Why Deep RL?

  1. Reinforcement learning provides a mathematical framework for decision-making
  2. Deep learning has shown to be extremely successful in unstructured environments (e.g. image, text)
  3. Deep RL allows for end-to-end training of policies
    1. Features are tedious and difficult to hand-design, and are not so transferable across tasks

Good Resources

  1. CS285 Fall 2019 - YouTube
  2. Welcome to Spinning Up in Deep RL! — Spinning Up documentation (Tensorflow, Pytorch)

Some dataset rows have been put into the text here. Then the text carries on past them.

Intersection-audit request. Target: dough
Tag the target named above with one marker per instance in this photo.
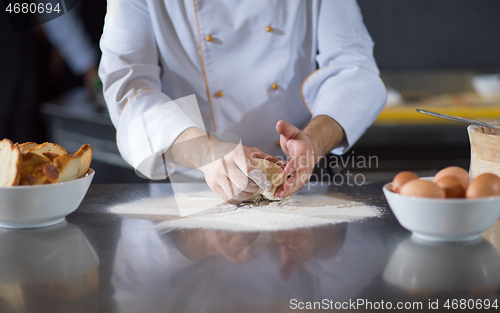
(275, 174)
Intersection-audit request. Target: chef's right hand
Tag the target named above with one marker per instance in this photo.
(233, 176)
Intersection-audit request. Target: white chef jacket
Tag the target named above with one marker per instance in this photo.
(249, 63)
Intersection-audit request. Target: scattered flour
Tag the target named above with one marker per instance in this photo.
(198, 207)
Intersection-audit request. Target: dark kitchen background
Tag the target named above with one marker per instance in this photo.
(427, 51)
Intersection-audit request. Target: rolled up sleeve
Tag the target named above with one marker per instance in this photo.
(146, 119)
(347, 86)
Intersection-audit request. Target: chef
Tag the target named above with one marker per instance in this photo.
(294, 78)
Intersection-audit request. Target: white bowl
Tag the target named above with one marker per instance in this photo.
(443, 219)
(41, 205)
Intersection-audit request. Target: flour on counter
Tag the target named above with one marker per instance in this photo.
(201, 208)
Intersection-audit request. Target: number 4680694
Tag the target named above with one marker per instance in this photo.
(32, 8)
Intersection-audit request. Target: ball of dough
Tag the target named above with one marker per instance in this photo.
(274, 173)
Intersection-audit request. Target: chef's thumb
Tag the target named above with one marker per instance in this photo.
(286, 130)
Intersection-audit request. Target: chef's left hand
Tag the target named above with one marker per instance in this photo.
(299, 149)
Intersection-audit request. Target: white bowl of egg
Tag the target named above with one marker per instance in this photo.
(446, 207)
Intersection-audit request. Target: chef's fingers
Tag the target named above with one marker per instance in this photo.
(287, 132)
(240, 180)
(298, 180)
(258, 154)
(254, 173)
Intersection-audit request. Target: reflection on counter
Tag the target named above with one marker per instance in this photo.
(215, 270)
(428, 268)
(39, 266)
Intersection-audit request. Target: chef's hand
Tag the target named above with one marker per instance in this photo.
(305, 149)
(234, 177)
(228, 167)
(299, 149)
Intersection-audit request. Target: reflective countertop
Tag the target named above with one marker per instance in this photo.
(98, 261)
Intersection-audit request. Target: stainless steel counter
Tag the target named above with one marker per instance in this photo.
(97, 261)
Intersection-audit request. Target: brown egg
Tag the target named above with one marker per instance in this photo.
(401, 179)
(452, 187)
(456, 171)
(485, 185)
(422, 188)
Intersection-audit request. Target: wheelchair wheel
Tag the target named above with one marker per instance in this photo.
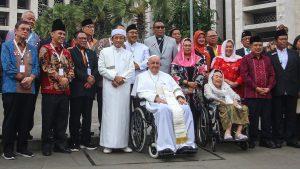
(203, 128)
(244, 145)
(138, 129)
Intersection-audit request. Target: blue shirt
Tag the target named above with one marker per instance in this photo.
(10, 68)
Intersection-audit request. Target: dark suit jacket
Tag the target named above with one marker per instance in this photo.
(240, 52)
(288, 79)
(81, 75)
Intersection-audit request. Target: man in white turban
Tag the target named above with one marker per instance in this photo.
(117, 67)
(172, 114)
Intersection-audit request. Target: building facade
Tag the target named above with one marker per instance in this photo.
(258, 16)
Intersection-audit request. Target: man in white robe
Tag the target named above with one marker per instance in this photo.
(117, 68)
(173, 116)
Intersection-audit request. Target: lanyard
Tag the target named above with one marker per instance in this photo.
(20, 53)
(58, 55)
(85, 55)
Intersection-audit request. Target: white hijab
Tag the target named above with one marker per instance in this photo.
(233, 57)
(219, 93)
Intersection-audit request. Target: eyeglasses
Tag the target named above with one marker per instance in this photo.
(160, 27)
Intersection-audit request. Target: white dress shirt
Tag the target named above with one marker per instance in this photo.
(140, 56)
(283, 57)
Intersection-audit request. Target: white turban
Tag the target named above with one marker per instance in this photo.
(118, 32)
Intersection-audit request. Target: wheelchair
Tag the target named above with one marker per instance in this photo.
(143, 131)
(209, 128)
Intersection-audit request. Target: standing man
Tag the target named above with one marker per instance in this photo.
(175, 33)
(212, 44)
(82, 93)
(259, 78)
(20, 68)
(139, 51)
(117, 68)
(34, 40)
(57, 72)
(102, 43)
(163, 46)
(88, 27)
(286, 64)
(245, 50)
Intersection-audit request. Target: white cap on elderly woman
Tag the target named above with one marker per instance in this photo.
(118, 32)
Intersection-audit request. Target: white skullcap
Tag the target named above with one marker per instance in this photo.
(118, 32)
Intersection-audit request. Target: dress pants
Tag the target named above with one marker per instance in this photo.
(80, 106)
(55, 112)
(284, 118)
(259, 108)
(17, 108)
(99, 101)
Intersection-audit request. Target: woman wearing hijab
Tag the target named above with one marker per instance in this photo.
(188, 70)
(200, 47)
(227, 102)
(229, 64)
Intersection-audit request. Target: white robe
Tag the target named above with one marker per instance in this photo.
(145, 87)
(115, 111)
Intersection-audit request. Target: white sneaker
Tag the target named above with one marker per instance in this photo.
(228, 137)
(107, 150)
(241, 137)
(127, 150)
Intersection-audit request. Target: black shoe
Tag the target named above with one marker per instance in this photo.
(60, 149)
(88, 146)
(74, 147)
(278, 144)
(267, 144)
(47, 152)
(166, 152)
(25, 153)
(29, 137)
(252, 144)
(9, 156)
(293, 144)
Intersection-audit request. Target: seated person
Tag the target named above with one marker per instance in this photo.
(227, 101)
(172, 114)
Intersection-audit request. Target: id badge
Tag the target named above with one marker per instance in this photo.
(22, 68)
(89, 71)
(61, 72)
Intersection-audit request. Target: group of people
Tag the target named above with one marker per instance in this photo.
(171, 73)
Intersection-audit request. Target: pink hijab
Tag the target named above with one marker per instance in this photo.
(180, 60)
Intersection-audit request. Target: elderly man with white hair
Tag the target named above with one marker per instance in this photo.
(173, 116)
(117, 68)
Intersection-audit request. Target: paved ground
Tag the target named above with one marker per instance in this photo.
(228, 156)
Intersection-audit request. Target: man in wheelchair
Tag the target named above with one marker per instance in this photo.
(227, 102)
(172, 115)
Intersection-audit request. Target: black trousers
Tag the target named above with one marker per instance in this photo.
(259, 108)
(37, 89)
(17, 108)
(55, 112)
(284, 118)
(99, 101)
(80, 106)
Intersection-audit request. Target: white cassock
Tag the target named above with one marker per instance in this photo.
(147, 86)
(115, 111)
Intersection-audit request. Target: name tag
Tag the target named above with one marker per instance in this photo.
(22, 68)
(89, 71)
(60, 71)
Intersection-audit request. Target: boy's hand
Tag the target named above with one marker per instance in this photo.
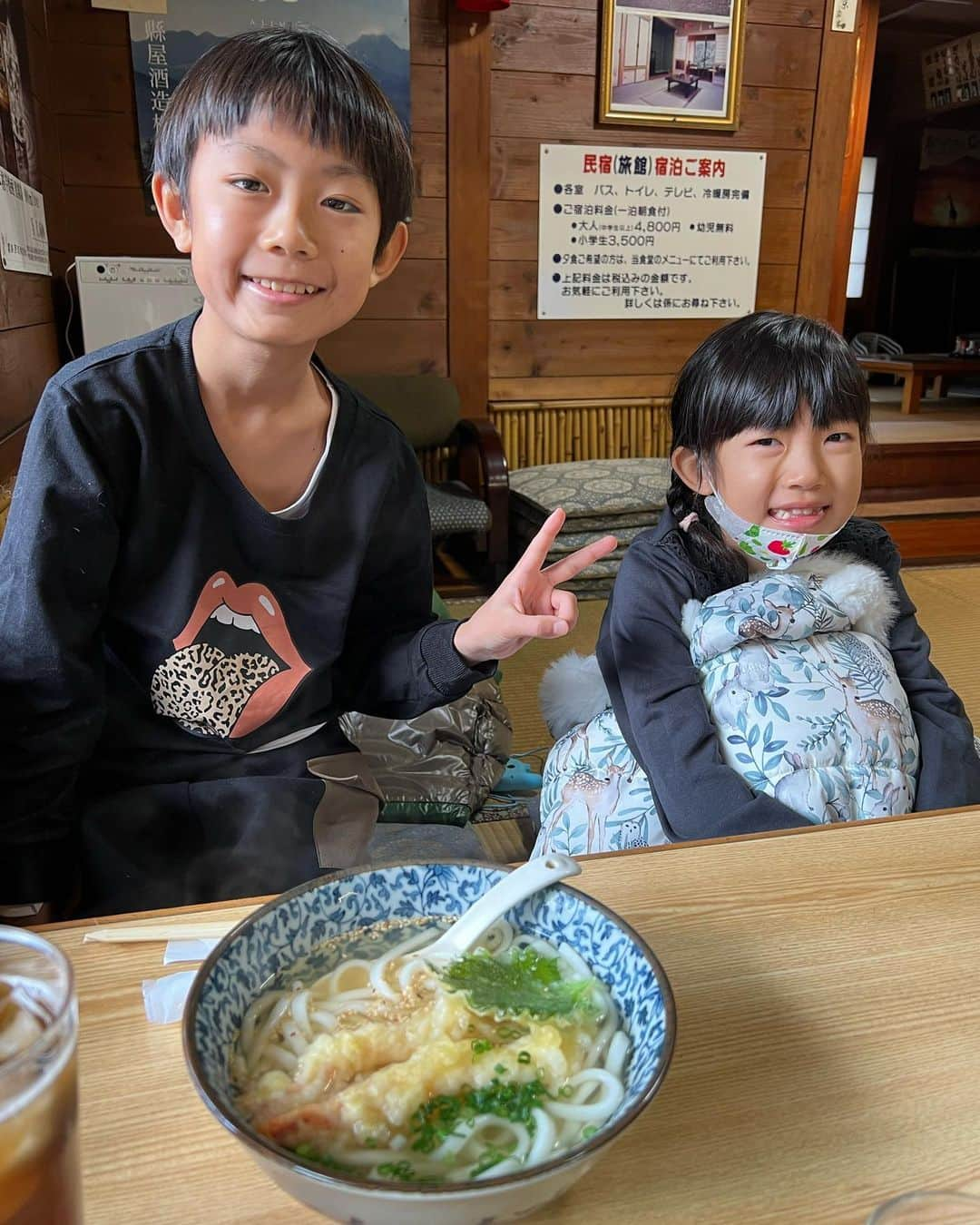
(527, 604)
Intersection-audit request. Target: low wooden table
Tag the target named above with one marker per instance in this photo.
(916, 368)
(691, 83)
(828, 1042)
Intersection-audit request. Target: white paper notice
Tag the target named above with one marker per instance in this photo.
(24, 233)
(648, 233)
(846, 15)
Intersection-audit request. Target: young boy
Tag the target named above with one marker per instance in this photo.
(216, 546)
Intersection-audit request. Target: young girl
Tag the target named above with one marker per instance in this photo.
(769, 418)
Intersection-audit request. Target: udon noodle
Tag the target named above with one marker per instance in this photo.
(392, 1068)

The Simplest Policy Gradient (Spinning Up)

We can derive a simple policy gradient algorithm by using the likelihood ratio trick:

\begin{equation} \nabla_{\theta} P(\tau | \theta)=P(\tau | \theta) \nabla_{\theta} \log P(\tau | \theta) \end{equation}

The link provides a succinct derivation of the PG algorithm.

Vanilla Policy Gradient (Spinning Up)

Spinning Up’s implementation of VPG uses several tricks:

  1. Generalized Advantage Estimation (GAE)
  2. Actor-critic

Generalized Advantage Estimator (GAE) (Schulman et al., 2015)

The variance of a gradient estimator scales unfavourably with the time horizon, since the effect of an action is confounded with the effects of past and future actions.

The generalized advantage estimator (GAE) is a family of policy gradient estimators that reduce variance of the policy gradient estimators while maintaining a tolerable level of bias.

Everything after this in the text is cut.